Mais pouvaient-ils seulement l’entendre !
— Passez votre chemin, serviteurs des Autres ! Retournez gémir en vos tristes demeures ! Aux pieds de vos maîtres ! Je n’ai de griefs envers aucun d’entre vous alors je vous offre de vivre ou de périr. Choisissez vite et bien. Seule la Miséricordieuse vous attend en ce lieu.
— Quelle mouche te pique, mon enfant ?
La voix familière où pointait l’exaspération s’insinua au sein du songe éveillé. Une part de lui sourit à sa venue. Il se dissocia afin de maintenir l’emprise nécessaire aux tâches en chantier.
— Ma chère Elie, je m’applique à agir ainsi que vous me l’avez enseigné. Je tiens juste à donner une petite leçon à ces scélérats. Il est grand temps que les gorgys apprennent à craindre le Porteur d’espoirs, ne pensez-vous pas ? Grand temps que la peur ne les étreigne à l’énonciation de son nom ?
— Mais tu ne peux…
— Les affronter. Qu’en savez-vous ? Le Pourfendeur a écrit : « Et le Porteur d’espoirs offrira le choix de vie à ses ennemis avant qu’advienne l’Irrémédiable. Car il se montrera charitable envers les suppôts des Autres. »

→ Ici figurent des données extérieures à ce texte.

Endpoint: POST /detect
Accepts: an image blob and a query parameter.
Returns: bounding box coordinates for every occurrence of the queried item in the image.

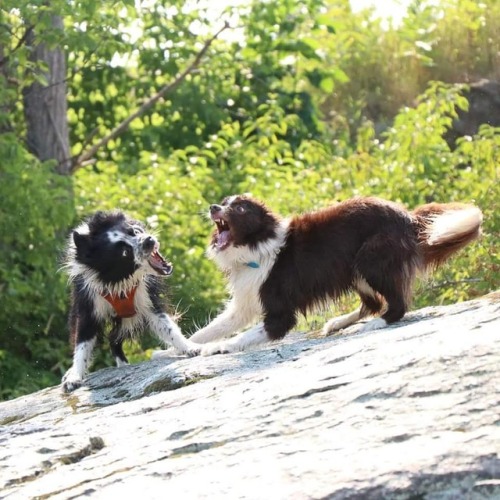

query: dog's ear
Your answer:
[73,231,90,253]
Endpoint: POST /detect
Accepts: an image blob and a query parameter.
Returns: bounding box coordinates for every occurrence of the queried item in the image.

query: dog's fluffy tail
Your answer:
[413,203,483,269]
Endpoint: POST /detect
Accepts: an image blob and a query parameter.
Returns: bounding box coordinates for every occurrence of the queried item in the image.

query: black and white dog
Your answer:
[62,211,200,392]
[190,196,482,355]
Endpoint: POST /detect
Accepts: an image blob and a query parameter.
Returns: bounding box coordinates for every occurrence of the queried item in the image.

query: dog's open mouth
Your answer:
[148,247,174,276]
[213,219,231,250]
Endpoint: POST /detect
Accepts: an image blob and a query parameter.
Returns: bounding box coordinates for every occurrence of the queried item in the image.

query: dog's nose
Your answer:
[142,236,156,251]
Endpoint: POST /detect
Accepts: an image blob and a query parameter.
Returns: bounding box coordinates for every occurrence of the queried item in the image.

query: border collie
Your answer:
[62,211,200,392]
[190,195,482,355]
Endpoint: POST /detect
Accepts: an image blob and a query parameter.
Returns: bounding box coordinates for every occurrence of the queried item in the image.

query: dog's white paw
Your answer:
[61,367,83,392]
[177,342,201,358]
[201,342,233,356]
[360,318,387,332]
[320,318,346,337]
[151,347,179,359]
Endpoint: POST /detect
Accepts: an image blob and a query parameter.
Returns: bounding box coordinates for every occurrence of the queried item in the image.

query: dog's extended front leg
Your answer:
[201,323,270,356]
[149,312,201,356]
[189,299,257,344]
[61,311,103,392]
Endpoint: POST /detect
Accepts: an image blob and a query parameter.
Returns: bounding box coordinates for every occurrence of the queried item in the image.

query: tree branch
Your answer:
[69,21,229,174]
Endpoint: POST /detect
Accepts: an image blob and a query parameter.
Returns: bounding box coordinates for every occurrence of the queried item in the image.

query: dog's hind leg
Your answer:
[321,307,366,337]
[357,236,418,331]
[109,319,128,366]
[321,277,383,337]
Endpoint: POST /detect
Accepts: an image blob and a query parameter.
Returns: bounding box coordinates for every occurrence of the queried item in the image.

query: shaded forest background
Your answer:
[0,0,500,399]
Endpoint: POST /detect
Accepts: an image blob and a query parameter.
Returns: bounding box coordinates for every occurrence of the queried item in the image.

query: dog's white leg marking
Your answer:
[189,299,256,344]
[201,323,269,356]
[360,318,387,332]
[321,307,364,337]
[115,356,128,367]
[149,313,200,356]
[62,338,96,392]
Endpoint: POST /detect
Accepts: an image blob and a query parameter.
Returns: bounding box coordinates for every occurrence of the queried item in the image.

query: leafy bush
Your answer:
[0,134,74,399]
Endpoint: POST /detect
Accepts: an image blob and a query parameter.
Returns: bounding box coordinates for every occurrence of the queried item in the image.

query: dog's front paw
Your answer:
[177,342,201,358]
[61,368,83,392]
[201,342,232,356]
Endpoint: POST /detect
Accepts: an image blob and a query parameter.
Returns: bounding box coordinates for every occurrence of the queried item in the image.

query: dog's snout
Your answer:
[142,236,156,250]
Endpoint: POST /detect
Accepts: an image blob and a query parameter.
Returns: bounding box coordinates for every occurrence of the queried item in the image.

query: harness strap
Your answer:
[101,285,137,318]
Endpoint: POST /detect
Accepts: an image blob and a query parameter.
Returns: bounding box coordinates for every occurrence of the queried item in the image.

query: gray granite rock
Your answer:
[0,295,500,500]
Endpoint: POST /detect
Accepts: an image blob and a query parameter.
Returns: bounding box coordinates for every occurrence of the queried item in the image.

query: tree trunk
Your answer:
[24,15,71,175]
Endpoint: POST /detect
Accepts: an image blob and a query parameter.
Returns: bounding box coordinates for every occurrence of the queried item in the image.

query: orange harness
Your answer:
[102,285,137,318]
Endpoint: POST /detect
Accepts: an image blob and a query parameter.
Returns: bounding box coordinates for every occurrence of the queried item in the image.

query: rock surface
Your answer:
[0,294,500,500]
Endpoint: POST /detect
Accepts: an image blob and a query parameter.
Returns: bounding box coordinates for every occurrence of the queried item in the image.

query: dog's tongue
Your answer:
[217,231,231,248]
[148,250,174,276]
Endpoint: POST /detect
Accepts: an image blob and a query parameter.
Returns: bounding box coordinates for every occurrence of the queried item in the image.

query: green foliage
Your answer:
[0,134,74,398]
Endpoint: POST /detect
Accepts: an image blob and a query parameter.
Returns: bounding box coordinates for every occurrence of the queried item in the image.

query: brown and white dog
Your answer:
[190,195,482,355]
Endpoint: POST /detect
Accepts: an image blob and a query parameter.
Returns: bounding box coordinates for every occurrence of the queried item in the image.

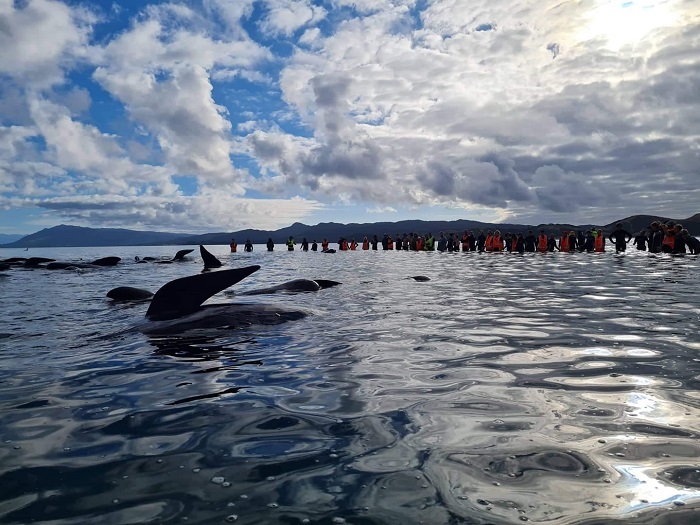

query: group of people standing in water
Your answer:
[230,221,700,254]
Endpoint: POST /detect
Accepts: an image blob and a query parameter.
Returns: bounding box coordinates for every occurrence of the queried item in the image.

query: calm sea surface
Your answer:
[0,245,700,525]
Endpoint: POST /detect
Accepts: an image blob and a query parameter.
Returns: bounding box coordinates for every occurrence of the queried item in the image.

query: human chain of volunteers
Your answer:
[230,221,700,255]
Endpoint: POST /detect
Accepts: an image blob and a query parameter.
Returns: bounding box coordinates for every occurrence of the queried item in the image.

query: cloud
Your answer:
[0,0,700,231]
[260,0,326,36]
[0,0,95,88]
[24,190,322,232]
[93,4,268,182]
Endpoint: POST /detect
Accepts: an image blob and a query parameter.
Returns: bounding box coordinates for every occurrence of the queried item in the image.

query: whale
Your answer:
[107,286,153,301]
[44,256,122,270]
[232,279,340,296]
[134,248,194,264]
[107,272,341,302]
[24,257,56,268]
[107,265,340,334]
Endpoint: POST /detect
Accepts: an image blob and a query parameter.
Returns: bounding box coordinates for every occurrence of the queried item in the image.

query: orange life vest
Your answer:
[559,234,569,252]
[593,233,605,252]
[491,235,503,252]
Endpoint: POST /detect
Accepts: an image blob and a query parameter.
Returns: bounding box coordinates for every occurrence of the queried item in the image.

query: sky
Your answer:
[0,0,700,234]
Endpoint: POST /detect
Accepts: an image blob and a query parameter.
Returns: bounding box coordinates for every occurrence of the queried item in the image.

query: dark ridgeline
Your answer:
[0,213,700,248]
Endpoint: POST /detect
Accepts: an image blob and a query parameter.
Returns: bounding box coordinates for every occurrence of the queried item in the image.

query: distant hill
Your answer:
[0,233,24,245]
[2,224,189,248]
[603,213,700,236]
[0,213,700,248]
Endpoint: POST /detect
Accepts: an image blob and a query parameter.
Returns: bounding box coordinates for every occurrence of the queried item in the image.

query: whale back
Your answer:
[146,265,260,321]
[173,248,194,261]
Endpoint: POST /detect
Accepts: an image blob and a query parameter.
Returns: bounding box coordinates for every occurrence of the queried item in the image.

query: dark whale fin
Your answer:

— Mais mon enfant, tu n’es pas…
—  Qui ? L’Eliathan ! Comment pouvez-vous encore en douter ? N’est-ce pas l’habit que vous désiriez tant me voir endosser ?
— Tu n’es pas encore prêt !
Il devina le profond désarroi qui agitait la Mère des Clans. Une part de lui s’en attrista. Avait-elle donc si peu foi en son élève et … en son propre jugement ?
Durant cet échange silencieux, les gorgys s’avancèrent aux abords de la Passe. Par précaution, il préféra mettre un terme à leur entretien. Sa mémoire était excellente. Les mots coulaient de sa bouche comme l’eau de la source, fidèle reflet des lignes parcourues sur les feuillets de l’Ylliad.
— « Mais lorsque l’heure viendra, l’Eliathan déchainera des pluies de feu et de roches sur les démons qui l’empêcheront de mener à bien sa mission ! »
— Où as-tu …
Il la chassa de son esprit. D’un souffle, avec fermeté. Sans-nom reporta alors son attention sur les Rats et leurs serviteurs humains. Le Référent Shitar-She et les trente-sept acolytes observaient avec méfiance le dragon. Une vague impure balaya le seigneur des airs. Elle ne rencontra qu’un exaspérant néant. Mal à l’aise, Shitar-She se contorsionnait sur la selle à dossière en penchant la tête de côté. Magyar-Vehr, l’un de ses frères de portée, chuinta à son adresse : « Pas de vie ! Pas de présence ! Pas d’âme ! Qu’est-ce que tu en penses, ma-y-She ? » L’évocation inhabituelle de leur lien de sang révélait le trouble qui agitait le groupe des télépathes face à l’impressionnant gardien. Le Référent chicota, agacé. A cet instant, les mercenaires approchèrent. Leur Djin poussa jusqu’à lui, les yeux fixés sur le dragon qui balançait la longue tête cornue de droite à gauche.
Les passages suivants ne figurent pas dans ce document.